Pero no sólo ellos. A veces – ¡qué pena! – se suman también los candidatos, sobre todo aquellos a quienes con frecuencia se les suben las ideas a la cabeza y empiezan de pronto a creerse pensadores, fundadores de corrientes supuestamente ideológicas, cuya trascendencia doctrinaria se agota en unas cuantas frases repletas de lugares comunes y verdades de Perogrullo. “Filósofos” de provincia, “ideólogos” de campanario, diseñados más para el circo que para la tribuna. Se erigen en una especie de “sabios de la antigua Grecia” que todo lo saben, todo lo entienden y, por supuesto, todo lo resuelven. Y, de paso, todo lo contaminan con su afán de desacreditar al otro y demostrar su real o supuesta superioridad doctrinaria…
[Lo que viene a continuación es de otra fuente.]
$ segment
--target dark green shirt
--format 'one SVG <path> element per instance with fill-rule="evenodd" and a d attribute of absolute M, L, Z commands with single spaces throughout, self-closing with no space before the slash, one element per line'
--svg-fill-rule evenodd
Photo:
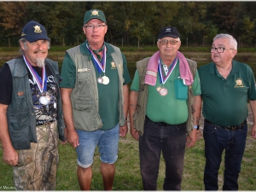
<path fill-rule="evenodd" d="M 108 44 L 105 44 L 107 47 L 107 57 L 106 57 L 106 70 L 105 75 L 109 79 L 108 84 L 98 84 L 98 96 L 99 96 L 99 114 L 102 120 L 103 126 L 102 130 L 108 130 L 114 127 L 119 123 L 119 76 L 115 67 L 115 63 L 111 56 L 111 53 L 114 50 Z M 89 52 L 85 42 L 81 44 L 81 52 L 84 55 L 89 55 L 89 60 L 91 60 L 91 54 Z M 129 75 L 126 59 L 122 54 L 123 57 L 123 78 L 125 82 L 123 84 L 127 84 L 131 82 Z M 100 75 L 103 76 L 103 73 L 100 73 L 97 71 L 96 67 L 94 65 L 96 78 Z M 76 67 L 69 56 L 66 53 L 62 67 L 61 67 L 61 78 L 60 86 L 64 88 L 73 88 L 75 86 L 76 80 Z"/>
<path fill-rule="evenodd" d="M 213 62 L 202 66 L 198 73 L 205 119 L 221 126 L 241 125 L 248 113 L 247 99 L 256 100 L 251 67 L 233 61 L 232 70 L 226 79 L 219 74 Z"/>

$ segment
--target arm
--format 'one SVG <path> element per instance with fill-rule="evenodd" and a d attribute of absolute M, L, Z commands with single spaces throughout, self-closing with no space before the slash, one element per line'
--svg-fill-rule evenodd
<path fill-rule="evenodd" d="M 70 99 L 72 90 L 73 89 L 61 89 L 63 106 L 63 116 L 67 129 L 67 140 L 73 148 L 76 148 L 79 145 L 79 141 L 73 120 L 73 110 Z"/>
<path fill-rule="evenodd" d="M 256 120 L 256 101 L 251 101 L 250 100 L 250 106 L 251 106 L 251 109 L 252 109 L 253 116 L 253 125 L 252 127 L 251 136 L 252 136 L 253 138 L 256 138 L 256 124 L 255 124 L 255 120 Z"/>
<path fill-rule="evenodd" d="M 133 114 L 136 110 L 137 101 L 137 92 L 131 90 L 131 92 L 130 92 L 130 106 L 129 106 L 130 133 L 136 140 L 138 140 L 139 133 L 133 127 Z"/>
<path fill-rule="evenodd" d="M 192 113 L 193 113 L 193 118 L 194 118 L 194 125 L 199 125 L 199 120 L 201 117 L 201 96 L 195 96 L 195 102 L 192 106 Z M 194 129 L 191 131 L 190 135 L 188 137 L 187 141 L 187 147 L 190 148 L 193 147 L 196 142 L 196 134 L 197 130 Z"/>
<path fill-rule="evenodd" d="M 10 166 L 16 166 L 19 157 L 17 151 L 13 148 L 9 134 L 7 108 L 8 105 L 0 103 L 0 142 L 3 149 L 3 160 Z"/>
<path fill-rule="evenodd" d="M 129 88 L 127 84 L 123 85 L 124 91 L 124 113 L 125 119 L 127 119 L 128 107 L 129 107 Z M 119 136 L 125 137 L 128 131 L 127 120 L 124 126 L 120 126 Z"/>

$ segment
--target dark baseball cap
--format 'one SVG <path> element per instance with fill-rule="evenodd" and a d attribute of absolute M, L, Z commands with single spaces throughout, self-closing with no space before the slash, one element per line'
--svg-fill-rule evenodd
<path fill-rule="evenodd" d="M 23 27 L 21 38 L 26 38 L 30 43 L 40 39 L 49 41 L 49 38 L 47 37 L 47 32 L 44 26 L 34 20 L 29 21 Z"/>
<path fill-rule="evenodd" d="M 166 37 L 172 37 L 174 38 L 179 38 L 179 33 L 177 32 L 177 29 L 174 26 L 166 26 L 164 28 L 161 28 L 158 39 L 161 39 Z"/>
<path fill-rule="evenodd" d="M 102 22 L 107 24 L 104 13 L 99 9 L 90 9 L 89 11 L 86 11 L 84 17 L 84 24 L 88 23 L 89 20 L 92 19 L 101 20 L 102 20 Z"/>

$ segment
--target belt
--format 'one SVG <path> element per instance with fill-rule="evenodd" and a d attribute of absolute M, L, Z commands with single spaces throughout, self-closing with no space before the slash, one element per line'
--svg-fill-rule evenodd
<path fill-rule="evenodd" d="M 209 121 L 206 119 L 205 119 L 205 122 L 207 123 L 207 124 L 212 124 L 212 125 L 219 126 L 218 125 L 215 125 L 215 124 L 212 123 L 211 121 Z M 229 130 L 229 131 L 242 130 L 246 124 L 247 124 L 247 119 L 245 119 L 240 125 L 237 125 L 237 126 L 219 126 L 219 127 L 221 127 L 223 129 L 225 129 L 225 130 Z"/>
<path fill-rule="evenodd" d="M 147 115 L 146 115 L 146 119 L 148 119 L 148 120 L 150 120 L 152 123 L 154 123 L 154 124 L 155 124 L 155 125 L 157 125 L 159 126 L 172 126 L 172 125 L 177 125 L 178 126 L 178 125 L 183 125 L 183 124 L 186 123 L 186 122 L 184 122 L 183 124 L 178 124 L 178 125 L 170 125 L 170 124 L 166 124 L 165 122 L 154 122 Z"/>
<path fill-rule="evenodd" d="M 146 119 L 150 120 L 151 122 L 154 123 L 155 125 L 159 125 L 159 126 L 170 126 L 170 124 L 166 124 L 165 122 L 154 122 L 152 121 L 147 115 L 146 115 Z"/>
He visto recientemente un vídeo en el que un viejo campesino, apenado, casi intimidado por el acoso de una activista, vacila y pregunta, entre ingenuo y temeroso, “¿Cómo es, cómo tengo que decir…cuál es el nombre…?”, mientras la furibunda activista, haciendo puntos ante su político empleador, le responde, aleccionadora, condescendiente: “votaré por Juan Orlando…así es como debe decir…”. El campesino repite esas palabras, vacilante todavía, mientras al fondo se escucha la risa incontrolada de un niño a quien le divierte, sin duda, ver a su abuelo en aprietos. Al pie del declarante, en el piso de tierra de la humilde vivienda, está la llamada “bolsa solidaria”. Así es como se obtiene la deseada “aprobación popular” para el arbitrario continuismo disfrazado de reelección.
Veo otra vez el vídeo y pienso: ¡es que acaso no sienten ni un ápice de vergüenza los promotores de esta infamia, esta burla atroz que se aprovecha del hambre y la ignorancia del pobre campesino! ¡Es que acaso hemos llegado a un nivel tal de degradación moral y política, que perdimos ya la más elemental consideración por la condición humana? A lo mejor la risa del niño, en medio de su inocencia no contaminada, sea la mejor respuesta a estas preguntas.